Labelling imaging datasets on the basis of neuroradiology reports: a validation study
David A. Wood, Sina Kafiabadi, Aisha Al Busaidi, Emily Guilhem, Jeremy, Lynch, Matthew Townend, Antanas Montvila, Juveria Siddiqui, Naveen Gadapa,, Matthew Benger, Gareth Barker, Sebastian Ourselin, James H. Cole, Thomas C., Booth

TL;DR
This study validates the use of NLP for labeling neuroradiology MRI datasets, showing high accuracy for binary labels but variable results for detailed labels, and highlights the importance of specialist involvement.
Contribution
It provides a thorough validation of NLP-based labeling, compares specialist and non-specialist performance, and offers tools for streamlined report labeling.
Findings
Binary labels are highly accurate when derived from reports.
Granular labeling accuracy varies by category.
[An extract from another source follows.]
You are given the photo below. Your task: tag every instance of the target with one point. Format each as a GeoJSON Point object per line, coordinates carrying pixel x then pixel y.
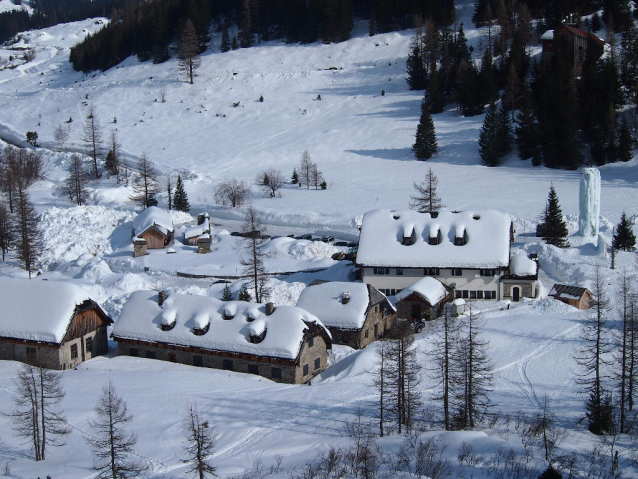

Non-specialist labeling reduces downstream model performance.
Abstract
Natural language processing (NLP) shows promise as a means to automate the labelling of hospital-scale neuroradiology magnetic resonance imaging (MRI) datasets for computer vision applications. To date, however, there has been no thorough investigation into the validity of this approach, including determining the accuracy of report labels compared to image labels as well as examining the performance of non-specialist labellers. In this work, we draw on the experience of a team of neuroradiologists who labelled over 5000 MRI neuroradiology reports as part of a project to build a dedicated deep learning-based neuroradiology report classifier. We show that, in our experience, assigning binary labels (i.e. normal vs abnormal) to images from reports alone is highly accurate. In contrast to the binary labels, however, the accuracy of more granular labelling is dependent on the category, and…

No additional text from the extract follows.